Mit dem Gesetz zur Änderung der in das Geburtsregister einzutragenden Angaben und der Verbesserung der Situation intergeschlechtlicher Menschen konnte die SPD-Bundestagsfraktion Ende 2018 erste Verbesserungen für intergeschlechtliche Menschen erreichen. Im März 2021 haben wir das Gesetz zum Schutz von Kindern mit Varianten der Geschlechtsentwicklung verabschiedet und mit dem dort geregelten „OP-Verbot“ das Recht der Kinder auf körperliche Unversehrtheit gestärkt. An diese beiden wichtigen Gesetze hätten wir gern mit einer Reform des Transsexuellengesetzes (TSG) angeknüpft - leider war das mit unserem Koalitionspartner nicht zu machen, aber wir werden diese Reform für die nächste Legislaturperiode wieder auf die Agenda setzen. Wir wollen, dass trans-, inter- und nicht binäre Menschen im Recht gleichbehandelt werden.

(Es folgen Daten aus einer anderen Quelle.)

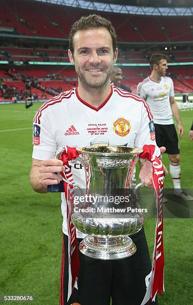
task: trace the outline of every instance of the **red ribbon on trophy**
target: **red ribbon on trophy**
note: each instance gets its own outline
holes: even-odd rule
[[[63,181],[65,197],[67,202],[67,222],[68,232],[68,298],[70,297],[74,286],[78,280],[80,268],[78,257],[77,242],[76,238],[76,227],[73,224],[71,215],[73,207],[73,194],[74,192],[73,183],[73,179],[68,161],[75,159],[79,153],[75,148],[68,146],[64,148],[61,154],[61,160],[65,167],[63,172],[60,173],[66,180],[71,184]]]
[[[155,148],[154,145],[144,145],[143,152],[139,156],[141,158],[147,159],[152,164],[152,185],[155,194],[157,210],[152,268],[151,273],[146,277],[149,277],[150,280],[141,305],[144,305],[151,301],[155,301],[157,293],[161,295],[162,291],[164,292],[163,211],[164,171],[161,158],[155,153]]]

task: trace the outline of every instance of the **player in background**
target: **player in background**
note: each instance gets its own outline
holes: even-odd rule
[[[191,130],[189,132],[189,138],[193,141],[193,123],[192,125]]]
[[[175,99],[173,82],[170,77],[166,76],[168,70],[167,59],[167,56],[162,54],[152,55],[150,61],[151,75],[138,84],[137,92],[150,107],[158,146],[166,148],[166,152],[170,158],[170,172],[173,181],[174,195],[186,200],[193,200],[193,197],[181,188],[179,144],[173,115],[178,123],[180,139],[184,131]],[[164,198],[164,202],[167,201]]]
[[[151,144],[155,146],[155,153],[160,155],[160,149],[150,132],[152,116],[146,103],[137,95],[111,85],[111,72],[117,55],[116,35],[109,20],[93,14],[82,17],[72,25],[68,56],[75,66],[78,86],[43,104],[35,116],[30,172],[35,191],[46,193],[48,185],[60,183],[61,179],[55,173],[63,171],[64,166],[61,160],[54,157],[56,151],[66,145],[82,147],[93,143],[121,146],[127,143],[129,147],[143,147]],[[119,122],[123,130],[118,129]],[[161,150],[163,152],[165,149]],[[146,185],[150,186],[152,168],[149,164],[143,166],[140,178],[144,178]],[[85,188],[83,166],[78,161],[70,165],[75,182]],[[106,261],[87,257],[79,252],[78,289],[75,286],[67,302],[70,278],[69,234],[64,193],[61,197],[63,246],[60,305],[75,302],[82,305],[109,305],[111,297],[114,305],[128,302],[140,304],[146,292],[146,279],[151,270],[143,228],[132,236],[138,251],[132,257]],[[76,234],[79,243],[85,235],[78,230]],[[153,304],[157,304],[156,299]]]
[[[111,84],[124,90],[131,92],[131,90],[129,87],[121,83],[122,79],[123,71],[122,69],[118,66],[114,66],[111,73]]]

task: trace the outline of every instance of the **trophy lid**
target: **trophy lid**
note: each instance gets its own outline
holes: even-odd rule
[[[118,154],[125,155],[126,154],[138,154],[143,152],[140,148],[126,147],[125,146],[104,146],[97,145],[95,146],[87,146],[76,149],[80,152],[86,152],[89,154],[110,155]]]

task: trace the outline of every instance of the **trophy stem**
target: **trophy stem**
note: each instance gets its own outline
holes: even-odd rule
[[[127,236],[98,237],[87,236],[79,245],[80,252],[87,256],[101,260],[118,260],[129,257],[136,252],[136,246]]]

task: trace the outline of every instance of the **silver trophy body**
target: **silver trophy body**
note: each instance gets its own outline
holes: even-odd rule
[[[74,207],[72,221],[78,230],[87,234],[80,244],[80,251],[103,260],[131,256],[136,252],[136,247],[128,235],[138,232],[144,220],[144,215],[137,210],[139,205],[136,189],[134,192],[131,189],[133,169],[142,150],[98,146],[77,150],[79,153],[77,159],[85,169],[84,195],[99,198],[94,204],[92,200],[87,200],[76,209]],[[119,204],[110,202],[109,198],[120,196],[122,200]]]

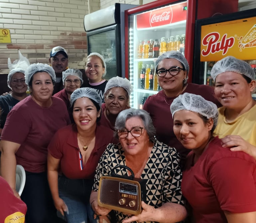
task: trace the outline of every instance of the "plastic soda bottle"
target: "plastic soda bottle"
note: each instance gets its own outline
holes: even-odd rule
[[[154,64],[150,65],[150,71],[149,71],[149,90],[153,90],[154,88],[154,73],[155,66]]]
[[[158,40],[155,40],[153,47],[153,58],[157,58],[159,56],[159,48],[160,45],[158,43]]]
[[[150,67],[149,64],[147,64],[145,73],[145,87],[144,89],[148,89],[149,88],[149,72],[150,72]]]
[[[183,56],[185,54],[185,35],[181,35],[181,43],[180,44],[180,51],[182,53]]]
[[[142,52],[142,58],[147,59],[148,58],[149,49],[149,44],[147,39],[144,41],[143,45],[143,51]]]
[[[168,51],[171,51],[174,50],[174,37],[170,37],[169,40],[169,43],[168,44]]]
[[[153,48],[154,46],[154,41],[153,39],[150,39],[149,42],[149,48],[148,50],[148,58],[153,58]]]
[[[138,59],[141,59],[142,58],[142,52],[143,51],[143,44],[142,40],[140,40],[140,43],[139,44],[139,47],[138,49]]]
[[[174,41],[174,47],[173,50],[180,51],[180,44],[181,44],[181,40],[180,36],[177,35],[175,37],[175,41]]]
[[[166,42],[165,37],[162,37],[161,38],[160,50],[160,55],[166,52]]]
[[[140,109],[142,109],[143,108],[143,106],[144,105],[147,99],[147,97],[146,96],[146,94],[144,93],[143,95],[143,97],[142,97],[142,99],[141,100],[141,102],[140,104]]]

Für uns steht fest, dass Grundlage einer Reform das Prinzip der Anerkennung der Geschlechtsidentität und der Schutz der Selbstbestimmung bei der Geschlechterzuordnung sein muss. Wir wollen die Lage von trans- und intergeschlechtlichen Menschen verbessern, das betrifft medizinische, gesundheitliche, soziale und rechtliche Aspekte. Verfahren müssen so gestaltet werden, dass die Würde und die Bedürfnisse der Betroffenen im Mittelpunkt stehen. Was die rein personenstandsrechtlichen Regelungen angeht, heißt Selbstbestimmung für uns: Ergebnisoffene Beratung und ein einfaches Verfahren vor dem Standesamt. Kein Gericht sollte künftig mehr über die Anpassung des Personenstandes entscheiden. Psychologische Gutachten zur Feststellung der Geschlechtsidentität werden wir abschaffen.